Pudding, Missy 2012 and everyone: I relate very strongly to this discussion the comments as well as the emotions. My wife died 08/07/2011 after two years in treatment and ultimately three weeks in hospice. 

Being a caregiver is hard physically and emotionally but it was a job I closed my business to apply for. How did my counselor at CancerCare.org put it, Donna put her disease in my hands, she gave it to me to manage and guide her. And this was the strongest most independent woman I have ever met. I was honored to be there for her and to have the chance to move our relations to new deminisions and places. But the truth be told toward the end I would come home from my part time job and just sit on the stoop afraid to go up and see the disease see the pain. But I did it knowing it was my job my love my goal my place in our lives. Today I still miss her so much especially since her birthday is Thursday Feb 14. But I know she had me and that what I did was love at its purest. 

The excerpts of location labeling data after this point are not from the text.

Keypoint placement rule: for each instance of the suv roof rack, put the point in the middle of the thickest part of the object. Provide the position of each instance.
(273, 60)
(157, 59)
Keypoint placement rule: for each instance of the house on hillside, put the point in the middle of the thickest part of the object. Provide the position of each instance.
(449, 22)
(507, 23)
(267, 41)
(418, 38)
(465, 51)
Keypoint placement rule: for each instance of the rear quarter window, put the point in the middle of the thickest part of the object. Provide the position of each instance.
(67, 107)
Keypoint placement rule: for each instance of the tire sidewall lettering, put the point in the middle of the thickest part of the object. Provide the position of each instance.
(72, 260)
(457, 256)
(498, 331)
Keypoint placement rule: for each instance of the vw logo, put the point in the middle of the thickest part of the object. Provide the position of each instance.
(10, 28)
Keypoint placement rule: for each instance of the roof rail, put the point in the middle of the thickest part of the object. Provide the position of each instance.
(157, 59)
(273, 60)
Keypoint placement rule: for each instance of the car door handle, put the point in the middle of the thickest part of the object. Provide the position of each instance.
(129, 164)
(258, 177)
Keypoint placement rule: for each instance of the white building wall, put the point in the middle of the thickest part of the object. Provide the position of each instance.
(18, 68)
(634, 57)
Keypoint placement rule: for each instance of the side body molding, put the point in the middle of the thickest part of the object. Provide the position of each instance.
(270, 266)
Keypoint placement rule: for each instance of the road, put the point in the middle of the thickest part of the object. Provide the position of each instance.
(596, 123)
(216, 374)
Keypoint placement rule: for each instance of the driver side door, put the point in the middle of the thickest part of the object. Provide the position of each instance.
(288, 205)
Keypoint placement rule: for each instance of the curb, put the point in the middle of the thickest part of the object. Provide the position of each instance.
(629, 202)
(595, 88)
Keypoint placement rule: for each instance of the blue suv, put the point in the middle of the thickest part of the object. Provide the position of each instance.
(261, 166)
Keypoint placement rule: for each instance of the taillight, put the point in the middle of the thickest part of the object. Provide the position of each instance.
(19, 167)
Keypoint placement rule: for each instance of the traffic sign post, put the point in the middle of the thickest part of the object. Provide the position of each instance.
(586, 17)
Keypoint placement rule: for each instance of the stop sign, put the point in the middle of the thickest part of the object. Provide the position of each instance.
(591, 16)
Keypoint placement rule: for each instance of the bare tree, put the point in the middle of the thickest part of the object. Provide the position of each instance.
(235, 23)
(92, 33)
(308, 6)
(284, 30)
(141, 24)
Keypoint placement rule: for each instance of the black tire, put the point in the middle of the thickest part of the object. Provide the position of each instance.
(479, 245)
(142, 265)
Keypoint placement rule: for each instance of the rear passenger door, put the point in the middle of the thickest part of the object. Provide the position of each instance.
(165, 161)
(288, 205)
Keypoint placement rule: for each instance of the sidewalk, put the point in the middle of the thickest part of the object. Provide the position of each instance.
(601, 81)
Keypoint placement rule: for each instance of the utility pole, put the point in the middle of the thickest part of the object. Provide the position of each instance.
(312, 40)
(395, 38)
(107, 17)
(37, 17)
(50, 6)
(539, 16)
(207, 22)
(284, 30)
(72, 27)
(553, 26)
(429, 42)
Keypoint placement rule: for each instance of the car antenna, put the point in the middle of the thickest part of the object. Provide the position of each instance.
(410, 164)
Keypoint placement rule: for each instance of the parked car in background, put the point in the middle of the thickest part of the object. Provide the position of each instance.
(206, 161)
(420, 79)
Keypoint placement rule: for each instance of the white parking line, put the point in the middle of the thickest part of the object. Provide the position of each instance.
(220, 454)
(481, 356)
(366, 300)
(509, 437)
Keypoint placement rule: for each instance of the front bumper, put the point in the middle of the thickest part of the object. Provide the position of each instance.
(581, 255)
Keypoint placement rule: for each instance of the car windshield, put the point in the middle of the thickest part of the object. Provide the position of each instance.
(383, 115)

One final thought on hospice. It was not for her alone it was for me. It gave me the chance to surrender the caregiver burden and bask in the final time together. And also it was the place for me to gain comfort and care from an iamazing staff who saw me as a patient as well. At the same time I could apply my knowledge of medicine and healthcare to ensuring she had the care she needed. 

In the end caregiving is a rip tide of emotions that will drag you out to sea but it is a place to plant a flag and take a stand in the name of love. Hospice is that as well.